PURPOSE: Realistic simulation for bronchoscopy training and device testing can be challenging; especially simulation of peripheral targeting. We assessed the simulation realism of cadaveric human lung containing simulated tumor targets.
METHODS: Three cadaveric human torsos (Science Care, Phoenix, AZ) were obtained. Bilateral chest tubes were placed. The trachea was intubated and connected to a 30 cm H2O pressure source. Five simulated tumors were made in each torso by percutaneous injection of 1.6 ml, 3.6 ml, or 5.6 ml of an aqueous solution of 21% bovine skin gelatin (Sigma-Aldrich, St. Louis, MO), 4% BactoTM agar (Difco Laboratories, Detroit, MI), and 4% barium sulfate powder (ScienceLab.com, Houston, TX); one into each lobe. The solution was heated to 90 degC during mixing and maintained at 45-50 degC prior to injection through a 14-gauge needle. CT was performed and the 3 best-circumscribed targets in each torso were chosen. Three experienced bronchoscopists were each asked to review the CT images of one torso and plan and bronchoscopically implant 3 fiducial markers (Anchored Beacon(r) Transponders, Calypso Medical Technologies, Inc., Seattle, WA) near each of the 3 targets. Guidance was provided by fluoroscopy or electromagnetic navigation (inReach(tm), superDimension, Inc., Minneapolis, MN). Target details from CT scans and operator assessment of model realism were recorded.
RESULTS: The nine selected targets were ellipsoid, had a mean volume of 4.1 cc (range 2.1 cc to 10.7 cc), fluoroscopic visibility, and were peripherally located. Each operator was able navigate the bronchoscopic instruments to the targets.
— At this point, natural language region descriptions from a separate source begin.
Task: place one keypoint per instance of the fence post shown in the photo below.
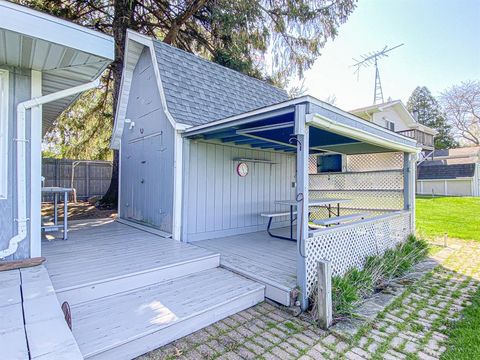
(324, 293)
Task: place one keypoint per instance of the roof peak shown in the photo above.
(198, 57)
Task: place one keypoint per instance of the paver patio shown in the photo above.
(412, 327)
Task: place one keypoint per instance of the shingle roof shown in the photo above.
(472, 151)
(199, 91)
(441, 171)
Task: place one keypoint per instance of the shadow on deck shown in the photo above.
(264, 259)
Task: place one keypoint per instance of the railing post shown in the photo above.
(302, 142)
(324, 294)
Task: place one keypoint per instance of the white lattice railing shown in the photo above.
(348, 246)
(373, 184)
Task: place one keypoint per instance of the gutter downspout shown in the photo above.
(22, 107)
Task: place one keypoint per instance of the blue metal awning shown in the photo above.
(274, 129)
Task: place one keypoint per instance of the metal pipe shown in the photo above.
(22, 107)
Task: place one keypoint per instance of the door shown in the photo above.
(151, 199)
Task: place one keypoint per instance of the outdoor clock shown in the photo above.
(242, 169)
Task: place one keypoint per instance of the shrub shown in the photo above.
(355, 285)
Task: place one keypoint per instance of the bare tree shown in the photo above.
(461, 104)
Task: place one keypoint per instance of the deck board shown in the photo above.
(128, 317)
(98, 250)
(258, 256)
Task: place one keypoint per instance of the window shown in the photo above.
(3, 133)
(329, 163)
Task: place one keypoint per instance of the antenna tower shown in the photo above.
(372, 58)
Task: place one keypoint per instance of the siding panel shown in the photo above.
(224, 203)
(147, 154)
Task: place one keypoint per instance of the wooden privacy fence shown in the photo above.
(87, 177)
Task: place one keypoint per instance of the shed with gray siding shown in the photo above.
(45, 62)
(205, 151)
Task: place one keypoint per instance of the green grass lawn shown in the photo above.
(459, 217)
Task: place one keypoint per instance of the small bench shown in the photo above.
(270, 216)
(339, 219)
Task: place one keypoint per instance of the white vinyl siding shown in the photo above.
(3, 133)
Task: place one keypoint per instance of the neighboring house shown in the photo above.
(45, 63)
(453, 172)
(216, 163)
(393, 115)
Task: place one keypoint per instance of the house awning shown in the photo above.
(331, 130)
(67, 54)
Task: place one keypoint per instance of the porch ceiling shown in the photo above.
(67, 54)
(275, 131)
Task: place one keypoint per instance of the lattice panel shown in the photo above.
(367, 200)
(348, 246)
(373, 162)
(376, 180)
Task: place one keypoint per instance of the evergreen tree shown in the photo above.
(237, 34)
(427, 111)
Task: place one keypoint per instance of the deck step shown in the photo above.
(112, 285)
(126, 325)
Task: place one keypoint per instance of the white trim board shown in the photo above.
(38, 25)
(4, 139)
(35, 167)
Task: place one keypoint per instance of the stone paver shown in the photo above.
(412, 326)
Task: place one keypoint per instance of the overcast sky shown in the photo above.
(442, 48)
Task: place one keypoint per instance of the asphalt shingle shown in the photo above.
(198, 91)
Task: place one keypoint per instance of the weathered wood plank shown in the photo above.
(324, 294)
(261, 258)
(18, 264)
(83, 258)
(131, 323)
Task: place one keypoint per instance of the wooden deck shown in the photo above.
(32, 325)
(260, 257)
(131, 291)
(99, 253)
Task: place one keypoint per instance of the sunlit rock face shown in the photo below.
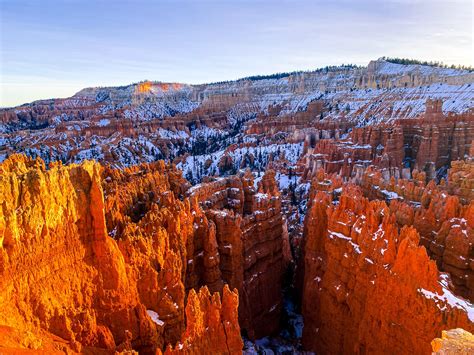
(71, 282)
(368, 286)
(249, 238)
(454, 341)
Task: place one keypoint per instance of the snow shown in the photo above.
(155, 317)
(447, 297)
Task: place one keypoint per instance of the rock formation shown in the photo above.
(454, 341)
(356, 263)
(250, 240)
(69, 284)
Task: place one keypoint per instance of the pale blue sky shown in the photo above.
(55, 48)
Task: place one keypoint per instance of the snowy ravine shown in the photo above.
(256, 158)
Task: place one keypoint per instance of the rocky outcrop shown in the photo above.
(356, 262)
(212, 326)
(454, 341)
(82, 272)
(250, 239)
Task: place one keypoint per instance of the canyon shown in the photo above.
(329, 211)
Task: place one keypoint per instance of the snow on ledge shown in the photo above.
(449, 298)
(155, 317)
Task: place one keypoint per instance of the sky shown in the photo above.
(53, 49)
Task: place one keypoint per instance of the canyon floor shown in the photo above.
(327, 212)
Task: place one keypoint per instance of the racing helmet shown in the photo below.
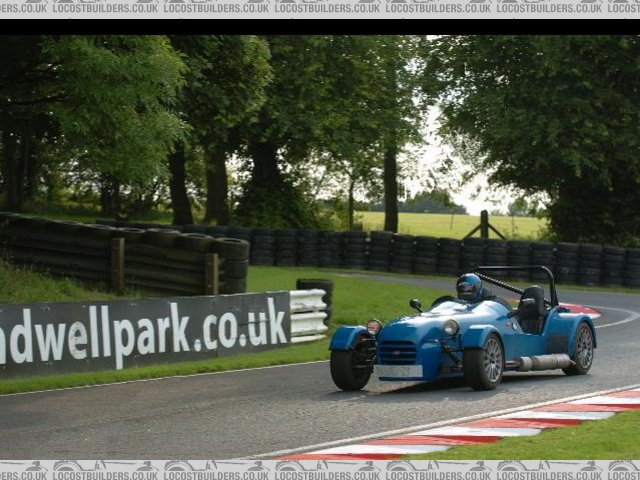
(469, 287)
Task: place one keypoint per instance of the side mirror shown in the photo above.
(524, 303)
(416, 305)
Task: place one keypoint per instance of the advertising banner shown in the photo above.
(68, 337)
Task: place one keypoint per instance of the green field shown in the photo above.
(456, 226)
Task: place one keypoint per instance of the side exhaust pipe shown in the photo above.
(543, 362)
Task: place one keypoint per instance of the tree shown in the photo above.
(103, 102)
(115, 110)
(375, 109)
(557, 115)
(284, 132)
(224, 87)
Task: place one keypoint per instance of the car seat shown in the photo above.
(531, 317)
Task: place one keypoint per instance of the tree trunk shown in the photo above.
(177, 185)
(265, 172)
(10, 171)
(350, 202)
(391, 188)
(110, 197)
(217, 206)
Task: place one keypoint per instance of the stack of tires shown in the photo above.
(233, 255)
(449, 256)
(354, 253)
(380, 251)
(589, 264)
(308, 248)
(402, 254)
(426, 255)
(472, 253)
(519, 253)
(567, 263)
(263, 246)
(286, 248)
(240, 233)
(217, 231)
(330, 249)
(613, 261)
(632, 270)
(194, 229)
(496, 254)
(541, 254)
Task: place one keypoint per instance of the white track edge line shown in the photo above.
(388, 433)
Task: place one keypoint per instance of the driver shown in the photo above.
(470, 289)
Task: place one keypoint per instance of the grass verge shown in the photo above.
(610, 439)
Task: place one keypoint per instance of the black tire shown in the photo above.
(234, 268)
(345, 373)
(582, 351)
(231, 248)
(483, 367)
(196, 242)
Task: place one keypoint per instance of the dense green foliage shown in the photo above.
(291, 131)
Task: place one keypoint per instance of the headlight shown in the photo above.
(451, 327)
(374, 327)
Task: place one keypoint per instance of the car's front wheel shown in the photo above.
(483, 367)
(351, 369)
(582, 351)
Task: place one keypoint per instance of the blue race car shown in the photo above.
(477, 336)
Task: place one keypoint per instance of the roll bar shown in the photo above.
(541, 268)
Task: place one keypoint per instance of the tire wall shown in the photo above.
(571, 263)
(172, 259)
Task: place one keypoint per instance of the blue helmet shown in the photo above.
(469, 287)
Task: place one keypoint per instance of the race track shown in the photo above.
(256, 412)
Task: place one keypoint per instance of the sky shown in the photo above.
(429, 157)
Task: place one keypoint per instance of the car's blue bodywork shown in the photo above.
(421, 349)
(418, 339)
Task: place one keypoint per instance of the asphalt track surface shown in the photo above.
(281, 409)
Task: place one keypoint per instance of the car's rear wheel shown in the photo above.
(582, 351)
(351, 369)
(483, 367)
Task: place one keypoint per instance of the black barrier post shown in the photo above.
(116, 279)
(211, 274)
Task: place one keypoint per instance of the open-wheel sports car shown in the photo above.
(475, 335)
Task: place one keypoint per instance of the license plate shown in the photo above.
(399, 371)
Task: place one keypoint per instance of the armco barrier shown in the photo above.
(53, 338)
(307, 315)
(423, 255)
(157, 260)
(74, 249)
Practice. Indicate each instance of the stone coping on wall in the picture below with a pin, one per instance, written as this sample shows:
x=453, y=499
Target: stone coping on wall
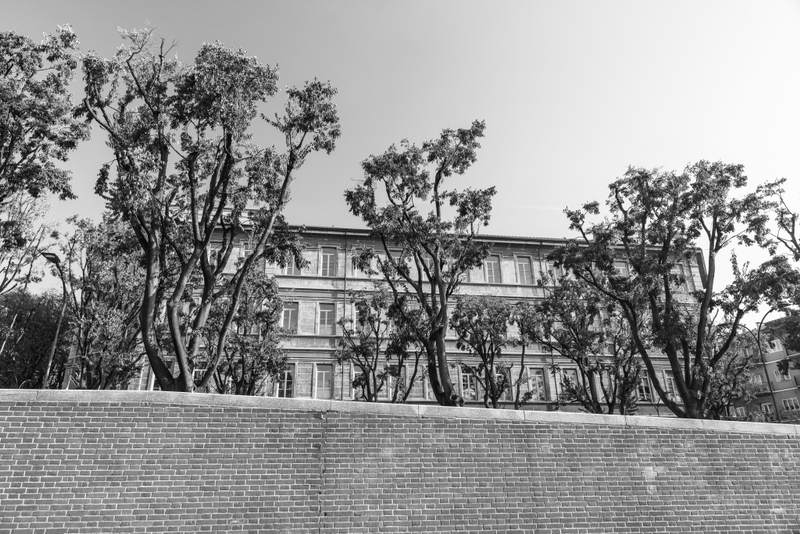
x=396, y=410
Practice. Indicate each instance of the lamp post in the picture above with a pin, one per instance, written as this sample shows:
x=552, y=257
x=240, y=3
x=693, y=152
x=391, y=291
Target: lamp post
x=55, y=260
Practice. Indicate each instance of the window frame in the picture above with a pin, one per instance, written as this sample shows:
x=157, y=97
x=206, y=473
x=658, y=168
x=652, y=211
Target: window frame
x=333, y=252
x=791, y=404
x=499, y=270
x=317, y=372
x=319, y=319
x=543, y=397
x=296, y=328
x=526, y=260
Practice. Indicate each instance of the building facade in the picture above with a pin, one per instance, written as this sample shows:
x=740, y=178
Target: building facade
x=775, y=387
x=316, y=298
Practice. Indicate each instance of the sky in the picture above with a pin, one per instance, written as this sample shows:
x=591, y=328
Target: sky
x=572, y=91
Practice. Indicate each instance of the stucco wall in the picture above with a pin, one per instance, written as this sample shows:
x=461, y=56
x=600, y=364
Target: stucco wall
x=158, y=462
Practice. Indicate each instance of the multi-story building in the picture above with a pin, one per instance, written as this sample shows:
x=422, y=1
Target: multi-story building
x=775, y=383
x=316, y=298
The mean assessment of model realism was 3/3. The mean distance between the implanted transponders and target edge was 1.2 cm.
CONCLUSION: All three operators indicated the model provided a high degree of realism for procedure planning and bronchoscopic targeting with fluoroscopic and electromagnetic guidance.
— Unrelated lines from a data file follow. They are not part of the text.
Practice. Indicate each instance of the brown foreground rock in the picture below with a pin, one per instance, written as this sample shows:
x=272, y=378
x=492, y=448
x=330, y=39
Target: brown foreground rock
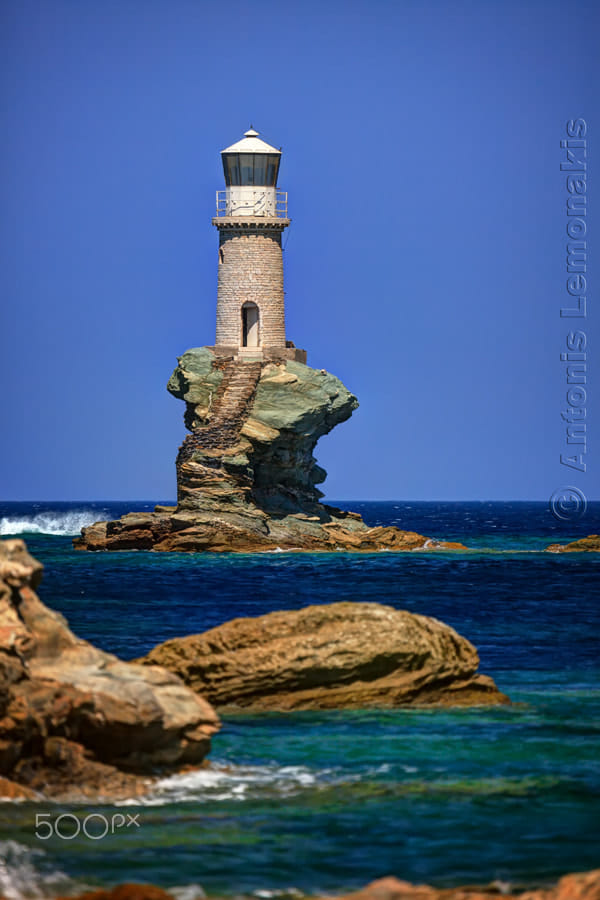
x=590, y=544
x=342, y=655
x=246, y=475
x=76, y=722
x=579, y=886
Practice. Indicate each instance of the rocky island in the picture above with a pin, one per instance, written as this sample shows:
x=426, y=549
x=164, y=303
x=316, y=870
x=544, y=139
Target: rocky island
x=246, y=474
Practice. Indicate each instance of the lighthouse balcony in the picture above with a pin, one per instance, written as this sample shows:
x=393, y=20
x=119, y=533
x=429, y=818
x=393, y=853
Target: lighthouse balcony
x=252, y=201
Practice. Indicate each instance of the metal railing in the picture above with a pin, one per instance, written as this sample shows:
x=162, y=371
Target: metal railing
x=254, y=203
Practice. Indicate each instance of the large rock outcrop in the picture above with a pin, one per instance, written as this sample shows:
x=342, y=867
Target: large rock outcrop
x=589, y=544
x=78, y=722
x=246, y=475
x=577, y=886
x=343, y=655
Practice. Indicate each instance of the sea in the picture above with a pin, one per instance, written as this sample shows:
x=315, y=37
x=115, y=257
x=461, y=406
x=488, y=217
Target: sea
x=324, y=802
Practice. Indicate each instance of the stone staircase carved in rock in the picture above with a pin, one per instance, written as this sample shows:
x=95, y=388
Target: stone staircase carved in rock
x=229, y=410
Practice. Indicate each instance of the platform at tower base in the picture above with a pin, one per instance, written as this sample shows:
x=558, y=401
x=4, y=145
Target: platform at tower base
x=267, y=354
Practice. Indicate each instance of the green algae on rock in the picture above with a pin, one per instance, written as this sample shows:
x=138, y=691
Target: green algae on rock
x=246, y=474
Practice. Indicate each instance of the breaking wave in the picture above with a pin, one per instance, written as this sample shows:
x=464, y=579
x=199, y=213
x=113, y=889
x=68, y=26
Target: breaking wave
x=54, y=523
x=230, y=782
x=27, y=873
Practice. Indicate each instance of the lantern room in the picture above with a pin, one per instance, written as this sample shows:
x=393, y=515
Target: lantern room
x=251, y=167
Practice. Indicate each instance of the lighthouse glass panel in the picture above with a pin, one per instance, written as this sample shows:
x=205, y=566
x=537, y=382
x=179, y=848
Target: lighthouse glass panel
x=247, y=168
x=272, y=170
x=259, y=169
x=231, y=167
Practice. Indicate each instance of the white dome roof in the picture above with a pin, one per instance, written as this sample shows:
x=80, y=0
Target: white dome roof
x=251, y=143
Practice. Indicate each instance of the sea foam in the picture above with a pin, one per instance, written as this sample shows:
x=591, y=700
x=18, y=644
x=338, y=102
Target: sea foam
x=52, y=522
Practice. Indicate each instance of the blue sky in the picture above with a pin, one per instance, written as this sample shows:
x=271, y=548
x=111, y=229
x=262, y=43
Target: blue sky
x=425, y=263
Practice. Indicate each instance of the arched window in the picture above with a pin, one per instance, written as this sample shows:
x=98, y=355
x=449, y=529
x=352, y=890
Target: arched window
x=250, y=325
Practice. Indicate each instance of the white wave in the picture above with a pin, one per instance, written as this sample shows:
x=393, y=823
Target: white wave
x=26, y=875
x=188, y=892
x=55, y=523
x=227, y=782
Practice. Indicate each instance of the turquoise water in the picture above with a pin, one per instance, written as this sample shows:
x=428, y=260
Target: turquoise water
x=329, y=801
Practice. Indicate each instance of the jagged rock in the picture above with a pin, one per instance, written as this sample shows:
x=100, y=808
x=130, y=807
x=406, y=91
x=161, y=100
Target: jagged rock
x=246, y=475
x=76, y=720
x=342, y=655
x=578, y=886
x=589, y=544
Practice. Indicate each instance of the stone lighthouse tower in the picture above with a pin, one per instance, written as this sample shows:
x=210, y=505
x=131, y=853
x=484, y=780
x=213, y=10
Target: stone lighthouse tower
x=251, y=217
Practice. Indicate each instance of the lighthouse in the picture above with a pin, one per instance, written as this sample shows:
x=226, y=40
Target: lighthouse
x=251, y=217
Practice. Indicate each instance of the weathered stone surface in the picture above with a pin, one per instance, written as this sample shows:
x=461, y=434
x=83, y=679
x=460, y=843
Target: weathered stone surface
x=124, y=892
x=76, y=719
x=589, y=544
x=333, y=656
x=246, y=475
CLINICAL IMPLICATIONS: This model can be used to train bronchoscopists and to test new devices and techniques where accuracy is important. The model could be also modified to employ animal lungs.
DISCLOSURE: Momen Wahidi, Grant monies (from industry related sources) Ryan L Smith receives support from a grant from Calypso Medical Technologies administered by Washington University; Consultant fee, speaker bureau, advisory committee, etc. Martin L Mayse is a Consultant for Calypso Medical Technologies.; Product/procedure/technique that is considered research and is NOT yet approved for any purpose. The Anchored Beacon Transponder and Delivery Catheter are experimental and not available for sale.